5° La justification du paiement de la redevance prescrite ;

6° Le cas échéant, sauf lorsqu'il a la qualité de conseil en propriété industrielle ou d'avocat, le pouvoir du mandataire, ce pouvoir pouvant être adressé à l'Institut dans le délai d'un mois.

Après qu'elle a été formée, la demande en nullité ou en déchéance ne peut être étendue à d'autres motifs ou d'autres produits ou services que ceux invoqués ou visés dans la demande initiale.

Dans ces conditions le moyen de nullité tiré de l'atteinte à la marque notoire doit être déclaré irrecevable.

Il convient donc de rejeter le recours formé par la commune Nouvelle de [Localité 3] contre la décision du directeur général de l'INPI.

La cour relève que l'enregistrement d'une marque ne fait pas obstacle à l'exploitation d'une enseigne conformément aux dispositions de l'article L 713-6 du code de la propriété intellectuelle aux termes desquelles :

...

II. - Une marque ne permet pas à son titulaire d'interdire à un tiers l'usage, dans la vie des affaires, d'un nom commercial, d'une enseigne ou d'un nom de domaine, de portée locale, lorsque cet usage est antérieur à la date de la demande d'enregistrement de la marque et s'exerce dans les limites du territoire où ils sont reconnus.

Sur les frais et dépens :

Il y a lieu de condamner la Commune Nouvelle de [Localité 3] aux dépens engagés devant la cour d'appel.

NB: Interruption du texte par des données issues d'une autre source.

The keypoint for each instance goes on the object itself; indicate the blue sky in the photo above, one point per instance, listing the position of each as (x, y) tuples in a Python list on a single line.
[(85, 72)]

Les demandes formées au titre de l'article 700 du code de procédure civile sont rejetées.

PAR CES MOTIFS

La cour

- Rejette l'exception d'irrecevabilité soulevée par la société ADSAV ;

- Déclare irrecevable le moyen de nullité tiré de l'atteinte à la marque notoire;

- Rejette le recours formé par la Commune Nouvelle de [Localité 3] à l'encontre de la décision du directeur général de l'Institut National de la Propriété Industrielle du 8 février 2023 ;

- Rejette les autres demandes des parties,

- Condamne la Commune Nouvelle de [Localité 3] aux dépens engagés devant la cour d'appel,

- Dit que la présente décision sera notifiée par le greffe par lettre recommandée avec accusé de réception aux parties ainsi qu'à l'Institut National de la Propriété Industrielle.